- Coat of arms of Eswatini

Overview
- Jurisdiction: Eswatini

Full text
- Constitution of Eswatini at Wikisource

= Constitution of Eswatini =

Constitution and fundamental law of Eswatini

The 2005 constitution is currently in force. The constitution of 6 September 1968 was suspended 12 April 1973 by a State of Emergency decree imposed by King Sobhuza II, the father of the current King Mswati III. The decree gave absolute power to the monarchy and banned organised political opposition to royal rule.

A new constitution was promulgated 13 October 1978, but was not formally presented to the people.

In 2001 King Mswati III appointed a committee to draft a new constitution. The draft was released for comment in May 2003, and was strongly criticised by civil society organizations in Eswatini, as well as by Amnesty International and the International Bar Association, among others.

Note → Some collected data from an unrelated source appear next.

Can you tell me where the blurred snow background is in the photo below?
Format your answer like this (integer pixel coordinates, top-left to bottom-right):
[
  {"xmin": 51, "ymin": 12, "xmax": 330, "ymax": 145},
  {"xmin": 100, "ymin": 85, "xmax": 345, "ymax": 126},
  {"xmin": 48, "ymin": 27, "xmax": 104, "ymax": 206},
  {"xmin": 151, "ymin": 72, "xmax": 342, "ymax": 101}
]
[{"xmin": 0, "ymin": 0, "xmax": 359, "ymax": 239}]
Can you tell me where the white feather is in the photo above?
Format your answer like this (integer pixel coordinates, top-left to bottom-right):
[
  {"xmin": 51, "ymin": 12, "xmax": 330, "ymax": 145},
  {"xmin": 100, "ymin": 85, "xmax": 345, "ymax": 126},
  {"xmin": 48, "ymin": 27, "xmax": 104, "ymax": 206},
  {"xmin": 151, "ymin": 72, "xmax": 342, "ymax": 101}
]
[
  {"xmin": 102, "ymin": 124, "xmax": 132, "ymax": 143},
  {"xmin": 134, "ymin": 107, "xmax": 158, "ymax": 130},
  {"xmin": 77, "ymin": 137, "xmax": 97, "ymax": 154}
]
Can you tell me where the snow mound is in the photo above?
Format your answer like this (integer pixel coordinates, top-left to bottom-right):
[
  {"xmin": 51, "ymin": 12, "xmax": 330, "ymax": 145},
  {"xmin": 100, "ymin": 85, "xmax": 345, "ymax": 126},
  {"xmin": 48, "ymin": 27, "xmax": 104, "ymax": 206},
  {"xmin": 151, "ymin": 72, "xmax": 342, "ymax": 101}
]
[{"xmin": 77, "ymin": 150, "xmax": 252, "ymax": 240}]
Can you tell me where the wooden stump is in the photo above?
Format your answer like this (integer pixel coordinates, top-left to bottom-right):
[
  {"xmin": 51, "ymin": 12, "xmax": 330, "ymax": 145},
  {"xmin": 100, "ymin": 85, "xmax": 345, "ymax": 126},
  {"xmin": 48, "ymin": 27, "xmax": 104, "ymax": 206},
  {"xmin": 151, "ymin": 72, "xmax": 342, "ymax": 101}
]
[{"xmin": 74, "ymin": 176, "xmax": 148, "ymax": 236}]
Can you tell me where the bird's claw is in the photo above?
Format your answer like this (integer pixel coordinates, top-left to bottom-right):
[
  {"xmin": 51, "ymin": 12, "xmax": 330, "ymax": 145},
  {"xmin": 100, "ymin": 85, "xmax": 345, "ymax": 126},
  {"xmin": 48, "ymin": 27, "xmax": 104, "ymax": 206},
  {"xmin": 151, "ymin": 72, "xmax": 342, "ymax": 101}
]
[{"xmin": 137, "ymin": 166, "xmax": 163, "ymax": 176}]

Amnesty International listed the following criticisms of the draft constitution of 2003:

- failure to protect fully the rights to freedom of conscience, belief, expression, opinion, peaceful assembly and association;
- failure to protect fully the right to life by, for instance, allowing law enforcement officials to use lethal force in situations where there is no threat to life posed to police or others;
- failure to include economic and social rights as rights enforceable by the courts;
- only partial protection of the rights of women, with for instance girls and young women not protected against forced marriage; and
- weak actual protection for the impartiality and independence of the judiciary, particularly regarding the selection, appointment, tenure and dismissal of judges.

A new draft was placed before the largely advisory parliament on November 4, 2004. The draft reportedly is substantially the same as the version issued in 2003.

Eswatini's two largest political organisations, the People's United Democratic Movement (PUDEMO) and the Ngwane National Liberatory Congress (NNLC), together with labour unions, challenged the 2004 draft constitution in the Eswatini's High Court. However, in March 2005 the court upheld a ban on opposition political parties, citing the 1973 State of Emergency decree of King Sobhuza II. "It remains the duty and function of the court to uphold and apply the laws of the land, and especially so when constitutional issues are decided", the court ruled. The applicants indicated that they intended to pursue their case in the Court of Appeal.

Trade unions in the country have organized repeated strikes to protest against the lack of labour and political rights and the draft constitution. This included a general strike on 25 and 26 January 2005, although reportedly not widely heeded.